Automation can be extremely helpful, but it's an investment. You will not regret time spent on modest automation, in particular if you do computational work. You never want to be in the position of copy-pasting from R into LaTeX or Word: it is error prone and when you later find yourself needing to revise, you might not remember where you got that number from ....... instead, what you want is some automation magic, so that every time you run your R code, your new data and fresh visualizations land in your Overleaf. Example code for making this work is in the cdsc_examples/R_examples_repository/automation git repository. If you want to learn even more, there's a little tutorial on Knitr, and here's a more expanded guide.

  1. Set up this marvelous R - Overleaf automation
  2. Google sheets downloading automation
  3. Auto-populating URLs in Google sheets to streamline content analysis

Building from Prior Efforts[edit]

You can save yourself a lot of time and confusion if you build from the work that others have done in the lab to streamline and automate their work.
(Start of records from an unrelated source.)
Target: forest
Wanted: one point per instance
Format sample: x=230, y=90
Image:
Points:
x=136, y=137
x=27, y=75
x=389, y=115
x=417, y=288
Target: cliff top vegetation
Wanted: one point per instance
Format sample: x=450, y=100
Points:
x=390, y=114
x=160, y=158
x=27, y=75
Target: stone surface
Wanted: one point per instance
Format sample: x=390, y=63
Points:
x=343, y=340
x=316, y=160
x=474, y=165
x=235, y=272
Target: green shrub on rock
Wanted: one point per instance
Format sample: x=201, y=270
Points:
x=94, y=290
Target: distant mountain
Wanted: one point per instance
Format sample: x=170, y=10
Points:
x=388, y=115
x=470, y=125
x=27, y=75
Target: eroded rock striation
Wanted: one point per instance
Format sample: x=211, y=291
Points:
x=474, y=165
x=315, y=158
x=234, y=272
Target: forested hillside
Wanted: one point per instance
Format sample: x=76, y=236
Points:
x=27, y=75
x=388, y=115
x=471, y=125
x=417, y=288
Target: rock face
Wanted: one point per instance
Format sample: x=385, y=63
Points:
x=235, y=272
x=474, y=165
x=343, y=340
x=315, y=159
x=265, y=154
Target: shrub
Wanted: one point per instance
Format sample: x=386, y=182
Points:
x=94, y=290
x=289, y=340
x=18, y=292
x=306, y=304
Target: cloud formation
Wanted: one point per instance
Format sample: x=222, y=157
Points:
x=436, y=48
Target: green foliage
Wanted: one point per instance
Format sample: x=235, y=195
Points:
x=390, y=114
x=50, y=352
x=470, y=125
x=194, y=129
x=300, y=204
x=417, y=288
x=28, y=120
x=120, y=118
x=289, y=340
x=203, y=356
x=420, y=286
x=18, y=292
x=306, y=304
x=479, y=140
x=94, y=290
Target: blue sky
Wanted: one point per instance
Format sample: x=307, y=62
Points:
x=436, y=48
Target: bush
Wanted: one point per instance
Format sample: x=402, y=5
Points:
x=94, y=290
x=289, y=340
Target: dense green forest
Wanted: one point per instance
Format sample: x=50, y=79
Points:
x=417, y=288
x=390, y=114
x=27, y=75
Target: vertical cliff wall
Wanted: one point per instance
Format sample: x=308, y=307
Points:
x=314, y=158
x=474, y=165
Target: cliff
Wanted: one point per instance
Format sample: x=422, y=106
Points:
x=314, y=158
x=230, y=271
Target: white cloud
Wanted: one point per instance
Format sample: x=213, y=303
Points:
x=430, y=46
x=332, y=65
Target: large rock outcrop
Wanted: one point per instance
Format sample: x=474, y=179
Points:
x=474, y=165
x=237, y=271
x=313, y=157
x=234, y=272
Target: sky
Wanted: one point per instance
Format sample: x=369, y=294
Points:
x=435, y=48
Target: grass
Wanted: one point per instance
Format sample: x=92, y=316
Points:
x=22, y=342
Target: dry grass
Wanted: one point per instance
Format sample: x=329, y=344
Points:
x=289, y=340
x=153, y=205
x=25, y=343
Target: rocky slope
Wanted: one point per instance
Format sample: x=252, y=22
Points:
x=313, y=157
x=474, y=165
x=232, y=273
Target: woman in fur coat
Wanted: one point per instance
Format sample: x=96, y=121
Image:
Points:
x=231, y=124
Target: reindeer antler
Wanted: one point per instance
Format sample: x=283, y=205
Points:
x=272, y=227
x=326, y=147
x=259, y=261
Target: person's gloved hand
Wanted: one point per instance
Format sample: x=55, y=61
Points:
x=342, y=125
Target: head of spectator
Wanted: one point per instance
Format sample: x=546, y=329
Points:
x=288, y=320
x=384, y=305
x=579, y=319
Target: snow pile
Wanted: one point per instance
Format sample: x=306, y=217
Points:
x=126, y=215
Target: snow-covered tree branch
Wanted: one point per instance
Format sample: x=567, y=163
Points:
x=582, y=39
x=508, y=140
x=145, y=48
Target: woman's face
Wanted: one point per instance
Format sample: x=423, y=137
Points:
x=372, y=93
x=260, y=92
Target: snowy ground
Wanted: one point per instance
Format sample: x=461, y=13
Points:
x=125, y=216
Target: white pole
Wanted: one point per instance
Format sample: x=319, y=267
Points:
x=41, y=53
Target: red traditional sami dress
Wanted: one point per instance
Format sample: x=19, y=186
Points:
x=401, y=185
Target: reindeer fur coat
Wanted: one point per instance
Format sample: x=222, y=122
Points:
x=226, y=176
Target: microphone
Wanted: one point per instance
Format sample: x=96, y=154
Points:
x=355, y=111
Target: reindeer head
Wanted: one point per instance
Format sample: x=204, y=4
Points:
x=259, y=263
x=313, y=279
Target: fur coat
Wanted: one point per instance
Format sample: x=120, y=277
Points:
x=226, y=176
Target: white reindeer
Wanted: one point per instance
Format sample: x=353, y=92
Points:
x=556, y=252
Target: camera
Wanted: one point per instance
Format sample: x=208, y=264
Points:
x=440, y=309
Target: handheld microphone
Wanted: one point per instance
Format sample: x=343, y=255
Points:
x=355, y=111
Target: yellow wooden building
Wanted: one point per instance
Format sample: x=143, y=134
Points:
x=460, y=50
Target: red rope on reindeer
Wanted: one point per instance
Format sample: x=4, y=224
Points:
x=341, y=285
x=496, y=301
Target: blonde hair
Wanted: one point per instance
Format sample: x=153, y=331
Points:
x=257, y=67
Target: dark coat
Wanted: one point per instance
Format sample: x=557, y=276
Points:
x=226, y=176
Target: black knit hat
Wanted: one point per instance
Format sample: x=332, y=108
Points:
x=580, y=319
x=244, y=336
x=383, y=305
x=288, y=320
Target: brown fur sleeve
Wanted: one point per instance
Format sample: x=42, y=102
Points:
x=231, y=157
Build your bibliography using our shared Zotero --- if you have Dropbox wired up to your Overleaf, that means one or zero clicks to keep your bibliography up to date. Don't paste citation formatting straight from the web into your Overleaf or hand-format your citations, that way leads only to tears and the gnashing of teeth!

Our collection of LaTeX templates is helpful for making nice documents.

Revise and Resubmit[edit]

Revise and resubmit makes papers better but can be a time crunch and if you have co-authors, it can get hard to tell what's been done or what certain revisions were trying to accomplish. When you get reviews back that ask you to make changes, you can save yourself a lot of annoyance if you follow this four-part method:

  1. Keep a copy of your original submission, including the main.tex file (if you are using .Rtex file because you followed the above advice about automation....please note that the main.tex file is hidden in Overleaf -- click the little 'document' icon next to 'Recompile' (mouseover has a tooltip that says 'Logs and output files' -- then 'Other logs and files' at the bottom right -- note that the output.bbl file is there too, that's also useful because you'll want it for your upload to arXiv if you post a preprint). You will need this for the LaTeX Diff below. This is the first stage of responding to a review---but it's one you can do even before the reviews are back.
  2. Paste all reviews into a Google Sheet---feel free to use this as a template. This is useful for the second stage of responding to a review, when maybe you're working through some emotional responses, trying to figure out what to do, etc.
  3. Paste all reviews into a response to reviewers letter document in the same Overleaf project where you wrote the paper. Place them below the \end{document} line so they won't show up. This is useful for the third stage of responding to a review---actually revising. As you revise to address the issue, move the comment up into the letter, quote it and then write what you did. Mark and comment the bit of your paper you copy-pasted (something like: populate any edits made into reviewer response). It might feel a skosh redundant with the Google Sheet, and it is ... think of it as double-entry bookkeeping to make sure nothing gets dropped.
  4. Show your work: some venues require (and reviewers often appreciate) a document that shows what was changed. If you use Word, that means turning on Track Changes. If you use LaTeX, latexdiff is a way to achieve this. Latexdiff is available on CommunityData:Kibo. Making sure you have a nice clean diff and letter is the final stage of responding to a review.

Please note that the cdsc_example repository contains examples of past revision processes.